Thursday, August 27, 2009

The Story we Believe

Scot McKnight has been doing a series on David Bentley Hart's Atheist Delusions: The Christian Revolution and Its Fashionable Enemies.

Hart, a historian, argues that we tell a false story when we posit progress from the supposed darkness, violence, ignorance and superstition of the Middle Ages to an "enlightened" modern age. He argues that it simply shows a poor understanding of history to say we are "vastly more enlightened than those ... brutes who slouched through the swamps of medieval fanaticism ..." We've created a mythology of a "dark ages" of religious superstition which falsely bolsters our own claims to rational, intellectual and moral superiority. In this (false) story, getting rid of religious faith is a positive move that allows us to progress unhindered towards a juster, more humane society. This story, Hart says, buttresses the claims of the New Atheists that religion gets in the way of the good life. However, Hart maintains, the Middle Ages was more intellectually sophisticated, humane and non-violent than we give it credit for and the modern age more riddled with irrationality, inhumanity and violence than we like to admit.

Hart's challenge to the Story of Progress resonates with me for several reason. In brief, I was very much taught the Story of Progress in school. I was taught, for example, that poor Galileo was the victim of a backwards church that persecuted him on the basis of blind faith. The Church stood as an obstacle to enlightenment. Superstition once reigned and kept people poor and oppressed until science and reason triumphed, bringing us the good life. Science and faith were always locked in combat-- and thank goodness science and reason won. This message, one way or another, was repeated over and over again in my schooling. I believed it -- why wouldn't I?--until I awakened and started saying, hey, wait a minute .... Galileo was a sacrifice to politics, not a victim of a Church incapable of understanding the that Bible could be metaphoric. The Church was not ignorant --in fact, it was quite savvy. I began to actually read Medieval theologians and to realize that these people were as smart --or possibly smarter --than we are today.

McKnight writes: "Hart examines the connection of science and the demonic to show that they were both ways to deal with elements of life perceived to be powers. A rise in accusations about sorcery and the like is late Medieval or early Modern and not at all characteristic of the bulk of the Medieval age. Those most hostile to sorcery, Hart shows, were often not Christians and connected to state and power and politics -- Thomas Hobbes and Jean Bodin.

Hart's thesis is that this can't be explained simply as Christian power but of the corruption of power, in which Christianity was absorbed. Here's his very insightful and important thesis:

'The long history of Christendom is astonishingly plentiful in magnificent moral, intellectual, and cultural achievements... But it has also been the history of a constant struggle between the power of the gospel to alter and shape society and the power of the state to absorb every useful institution into itself.'

And: "we see that violence increased in proportion to the degree of sovereignty claimed by the state, and that whenever the medieval church surrendered moral authority to secular power, injustice and cruelty flourished" (86).

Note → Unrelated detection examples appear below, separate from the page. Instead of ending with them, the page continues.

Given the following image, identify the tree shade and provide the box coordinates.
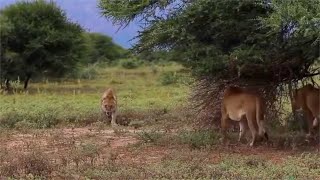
[0,0,83,88]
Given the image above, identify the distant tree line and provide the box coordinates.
[99,0,320,83]
[0,0,127,89]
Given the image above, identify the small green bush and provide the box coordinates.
[138,131,164,143]
[286,112,308,132]
[160,71,179,86]
[120,59,142,69]
[178,130,219,149]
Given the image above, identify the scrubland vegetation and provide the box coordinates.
[0,64,320,179]
[0,0,320,180]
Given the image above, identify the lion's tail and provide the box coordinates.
[256,99,269,140]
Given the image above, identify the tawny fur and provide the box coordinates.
[292,84,320,136]
[221,87,268,146]
[101,88,117,126]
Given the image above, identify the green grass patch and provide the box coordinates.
[0,64,189,128]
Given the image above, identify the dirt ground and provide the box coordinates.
[0,127,320,179]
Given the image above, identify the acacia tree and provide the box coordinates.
[0,0,83,89]
[99,0,320,126]
[84,33,126,63]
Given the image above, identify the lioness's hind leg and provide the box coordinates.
[221,114,228,143]
[238,120,247,142]
[258,120,269,141]
[247,113,257,147]
[111,112,118,127]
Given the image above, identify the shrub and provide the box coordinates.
[138,131,164,143]
[120,59,142,69]
[160,71,179,86]
[178,130,219,149]
[286,112,308,132]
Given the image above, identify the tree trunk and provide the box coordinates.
[23,74,31,90]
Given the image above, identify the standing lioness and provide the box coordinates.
[101,88,117,126]
[221,87,268,146]
[292,84,320,137]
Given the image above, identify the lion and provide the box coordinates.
[221,86,269,147]
[292,84,320,138]
[101,88,118,126]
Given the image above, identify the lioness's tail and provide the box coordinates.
[256,98,269,140]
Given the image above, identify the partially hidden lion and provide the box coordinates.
[221,86,269,147]
[101,88,118,126]
[292,84,320,137]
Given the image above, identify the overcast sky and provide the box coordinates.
[0,0,139,48]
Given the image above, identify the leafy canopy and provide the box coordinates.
[0,0,83,85]
[99,0,320,82]
[84,33,127,64]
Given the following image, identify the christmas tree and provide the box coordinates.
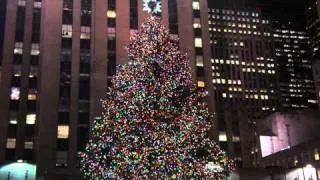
[81,16,234,179]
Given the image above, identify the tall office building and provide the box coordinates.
[260,0,317,111]
[305,0,320,109]
[273,21,318,111]
[0,0,214,179]
[208,1,278,167]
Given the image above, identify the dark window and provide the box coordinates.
[79,79,90,100]
[81,0,92,26]
[13,54,22,64]
[32,8,41,43]
[15,6,26,42]
[80,51,91,74]
[23,149,34,161]
[6,149,16,161]
[193,10,200,18]
[78,127,89,151]
[0,0,7,66]
[61,38,72,49]
[78,112,90,124]
[62,0,73,24]
[29,77,37,89]
[60,61,71,75]
[10,100,19,112]
[57,139,69,151]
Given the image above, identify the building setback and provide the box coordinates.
[0,0,214,179]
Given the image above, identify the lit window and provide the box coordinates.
[28,89,37,101]
[80,26,91,39]
[10,87,20,100]
[24,141,33,149]
[62,24,72,38]
[192,2,200,10]
[13,42,23,54]
[314,149,320,161]
[58,125,69,139]
[107,10,117,18]
[198,81,205,87]
[26,114,36,124]
[6,138,16,149]
[196,56,203,67]
[56,151,68,167]
[33,2,41,8]
[18,0,26,6]
[232,136,240,142]
[219,132,227,142]
[194,38,202,48]
[30,43,40,56]
[9,112,18,124]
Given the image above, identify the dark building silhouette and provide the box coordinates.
[0,0,214,179]
[208,1,278,167]
[0,0,7,65]
[305,0,320,109]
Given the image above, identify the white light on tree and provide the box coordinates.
[143,0,162,14]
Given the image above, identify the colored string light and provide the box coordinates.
[80,16,235,180]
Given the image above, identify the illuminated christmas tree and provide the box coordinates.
[81,16,234,180]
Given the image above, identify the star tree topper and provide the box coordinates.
[143,0,162,14]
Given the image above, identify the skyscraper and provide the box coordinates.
[305,0,320,109]
[208,1,278,167]
[0,0,214,179]
[273,21,317,111]
[260,0,317,111]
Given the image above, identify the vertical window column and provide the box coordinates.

Medieval society was more peaceful, just and charitable than the imperial society before it and as well as more than the early modern nation state that followed it."

What do you think? Do you think we would view Christianity in a more positive light if we re-examined our narrative about progress? Is Christianity itself inherently a problem or is it a problem when Christianity gets cooped into supporting a nationalistic agenda?